= Daniel Rider =

American mathematician

Daniel Gisriel Rider, Jr. (23 July 23, 1938, Boston – 11 July 2008, Madison, Wisconsin) was a mathematician, specializing in harmonic analysis and Fourier analysis.

After spending his childhood in New England, Daniel Rider moved with his family to Santa Ana, California, where he graduated from secondary school. He received his bachelor's degree from Stanford University and in 1964 his PhD under Walter Rudin from the University of Wisconsin, Madison with thesis Gap Series, and Measures of Spheres. Rider was a C.L.E. Moore instructor at the Massachusetts Institute of Technology and then an assistant professor at Yale University.
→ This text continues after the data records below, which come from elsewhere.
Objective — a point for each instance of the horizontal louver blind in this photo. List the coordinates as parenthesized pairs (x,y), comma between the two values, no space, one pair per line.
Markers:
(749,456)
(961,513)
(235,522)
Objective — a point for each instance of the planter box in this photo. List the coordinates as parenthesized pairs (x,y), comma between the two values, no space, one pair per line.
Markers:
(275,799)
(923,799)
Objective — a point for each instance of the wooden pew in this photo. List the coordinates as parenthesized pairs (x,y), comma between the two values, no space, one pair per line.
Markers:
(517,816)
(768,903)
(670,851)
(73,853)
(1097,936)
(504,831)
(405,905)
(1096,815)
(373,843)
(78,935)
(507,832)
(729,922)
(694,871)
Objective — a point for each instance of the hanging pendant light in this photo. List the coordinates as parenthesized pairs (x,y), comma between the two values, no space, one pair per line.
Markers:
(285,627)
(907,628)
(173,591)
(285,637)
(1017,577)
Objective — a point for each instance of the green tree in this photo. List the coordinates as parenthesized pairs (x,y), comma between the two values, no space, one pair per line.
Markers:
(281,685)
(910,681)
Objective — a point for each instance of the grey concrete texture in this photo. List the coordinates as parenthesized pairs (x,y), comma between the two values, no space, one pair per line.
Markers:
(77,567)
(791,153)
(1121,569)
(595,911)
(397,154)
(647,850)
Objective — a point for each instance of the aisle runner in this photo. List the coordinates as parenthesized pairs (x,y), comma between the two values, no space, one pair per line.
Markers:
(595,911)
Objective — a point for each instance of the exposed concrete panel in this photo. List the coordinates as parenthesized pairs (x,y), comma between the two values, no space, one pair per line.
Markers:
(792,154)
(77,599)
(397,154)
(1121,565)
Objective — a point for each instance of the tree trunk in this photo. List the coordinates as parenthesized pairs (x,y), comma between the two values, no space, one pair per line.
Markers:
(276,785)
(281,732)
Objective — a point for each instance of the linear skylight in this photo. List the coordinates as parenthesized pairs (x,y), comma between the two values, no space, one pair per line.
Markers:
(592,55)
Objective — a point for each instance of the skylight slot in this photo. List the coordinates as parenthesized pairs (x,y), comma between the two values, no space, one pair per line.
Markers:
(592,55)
At the University of Wisconsin, Madison he was an associate professor of mathematics from 1968 to 1971 and then a full professor from 1971 until his retirement as professor emeritus in 2003. He was a Sloan fellow from 1969 to 1971. In 1970 he was an invited speaker at the ICM in Nice.

==Selected publications==
- with Alessandro Figà-Talamanca: Figà-Talamanca, Alessandro (1966). "A theorem of Littlewood and lacunary series for compact groups"
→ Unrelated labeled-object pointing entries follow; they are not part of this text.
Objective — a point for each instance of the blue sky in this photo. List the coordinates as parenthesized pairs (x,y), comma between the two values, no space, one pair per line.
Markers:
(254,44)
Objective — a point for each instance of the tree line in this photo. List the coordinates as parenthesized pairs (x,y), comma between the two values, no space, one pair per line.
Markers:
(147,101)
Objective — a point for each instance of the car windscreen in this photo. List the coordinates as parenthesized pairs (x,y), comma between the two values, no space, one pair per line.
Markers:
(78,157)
- A relation between a theorem of Bohr and Sidon sets. Bull. Amer. Math. Soc. 72 (1966) 558–561.
- Central idempotents in group algebras. Bull. Amer. Math. Soc. 72 (1966) 1000–1002.
- Translation-invariant Dirichlet algebras on compact groups. Proc. Amer. Math. Soc. 17 (1966) 977–983.
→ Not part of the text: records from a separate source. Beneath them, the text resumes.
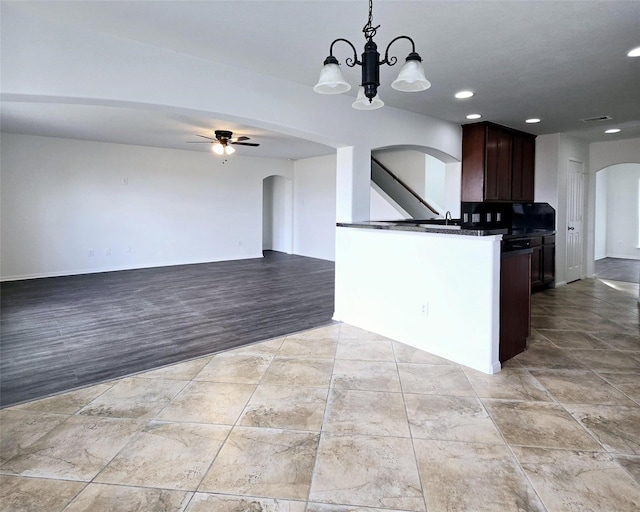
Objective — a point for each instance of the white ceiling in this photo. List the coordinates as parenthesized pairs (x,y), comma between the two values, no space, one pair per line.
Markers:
(561,61)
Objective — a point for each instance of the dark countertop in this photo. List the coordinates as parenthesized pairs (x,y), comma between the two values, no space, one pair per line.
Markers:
(422,228)
(528,233)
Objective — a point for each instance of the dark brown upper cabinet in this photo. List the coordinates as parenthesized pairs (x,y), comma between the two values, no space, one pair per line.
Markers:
(497,163)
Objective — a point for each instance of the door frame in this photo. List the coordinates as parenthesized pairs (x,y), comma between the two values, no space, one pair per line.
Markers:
(569,232)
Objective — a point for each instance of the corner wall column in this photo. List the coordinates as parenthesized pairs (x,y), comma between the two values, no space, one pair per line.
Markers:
(353,184)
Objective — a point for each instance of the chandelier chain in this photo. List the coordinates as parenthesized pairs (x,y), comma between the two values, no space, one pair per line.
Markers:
(369,30)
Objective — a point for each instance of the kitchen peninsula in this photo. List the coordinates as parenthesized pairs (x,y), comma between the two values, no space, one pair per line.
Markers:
(433,287)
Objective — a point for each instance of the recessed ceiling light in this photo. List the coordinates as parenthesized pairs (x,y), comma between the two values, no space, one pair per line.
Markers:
(634,53)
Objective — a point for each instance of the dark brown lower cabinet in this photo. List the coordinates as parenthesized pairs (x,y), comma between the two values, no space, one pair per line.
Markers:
(543,261)
(515,302)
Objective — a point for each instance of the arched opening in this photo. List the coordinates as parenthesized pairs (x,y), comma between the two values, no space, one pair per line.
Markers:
(435,179)
(617,223)
(277,214)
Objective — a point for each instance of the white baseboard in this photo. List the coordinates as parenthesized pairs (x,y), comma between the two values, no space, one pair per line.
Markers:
(63,273)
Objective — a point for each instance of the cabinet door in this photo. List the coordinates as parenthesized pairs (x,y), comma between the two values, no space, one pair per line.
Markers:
(498,165)
(536,266)
(523,168)
(549,263)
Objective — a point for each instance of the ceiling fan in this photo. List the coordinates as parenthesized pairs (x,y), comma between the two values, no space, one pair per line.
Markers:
(221,145)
- Functions which operate in the Fourier algebra of a compact group. Proc. Amer. Math. Soc. 28 (1971) 525–530.
- Rider, Daniel (1972). "Central lacunary sets"
- Central idempotent measures on compact groups. Trans. Amer. Math. Soc. 186 (1973) 459–479.
- Randomly continuous functions and Sidon sets. Duke Math. J. 42, no. 4 (1975): 759–764.